Multifidelity methods for quantum chemistry (QC) is an effective machine learning (ML) tool to reduce computational costs without compromising on model accuracy. In this work, V. Vinod et al. assess the efficiency of several multifidelity methods in predicting energies of small organic molecules with coupled cluster triples (CCSD(T)) accuracy. In addition to an analysis of time-cost and model accuracy, the trained multifidelity models are used to predict CCSD(T) energies for a collection of atmospherically relevant molecules and highly conjugated molecules with high accuracy. This work is associated with the SPP 2363 on “Utilization and Development of Machine Learning for Molecular Applications – Molecular Machine Learning funded by the Deutsche Forschungsgemeinschaft (DFG, German Research Foundation) under its special priority program scheme.
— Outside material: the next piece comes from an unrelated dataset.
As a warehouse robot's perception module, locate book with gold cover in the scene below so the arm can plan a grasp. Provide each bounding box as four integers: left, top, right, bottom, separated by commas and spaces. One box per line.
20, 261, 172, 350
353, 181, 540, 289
Multifidelity data hierarchy study for excitation energies shows promising results for application of machine learning methods

V. Vinod and P. Zaspel. Investigating Data Hierarchies in Multifidelity Machine Learning for Excitation EnergiesJ. Chem. Theory Comput, 21, 6, 3077–3091, 2025. DOI: 10.1021/acs.jctc.4c01491; also available as arXiv:2410.11392.

Multifidelity machine learning (MFML) has shown to reduce the time-cost of generating training data for machine learning (ML) models used in predicting quantum chemistry (QC) properties. MFML achieves this by using training data from different accuracies, or fidelities. In this work, Vivin Vinod and Peter Zaspel investigate the effect of the multifidelity data hierarchies on the model cost and accuracy. With a new error metric, the error contours of MFML, the work systematically studies the impact of the different fidelities on the overall model error. Based on this outcome, a new multifidelity approach, the Γ-curve is implemented and shown to be a highly efficient method resulting in low model error with as little as two training samples at the costliest fidelity.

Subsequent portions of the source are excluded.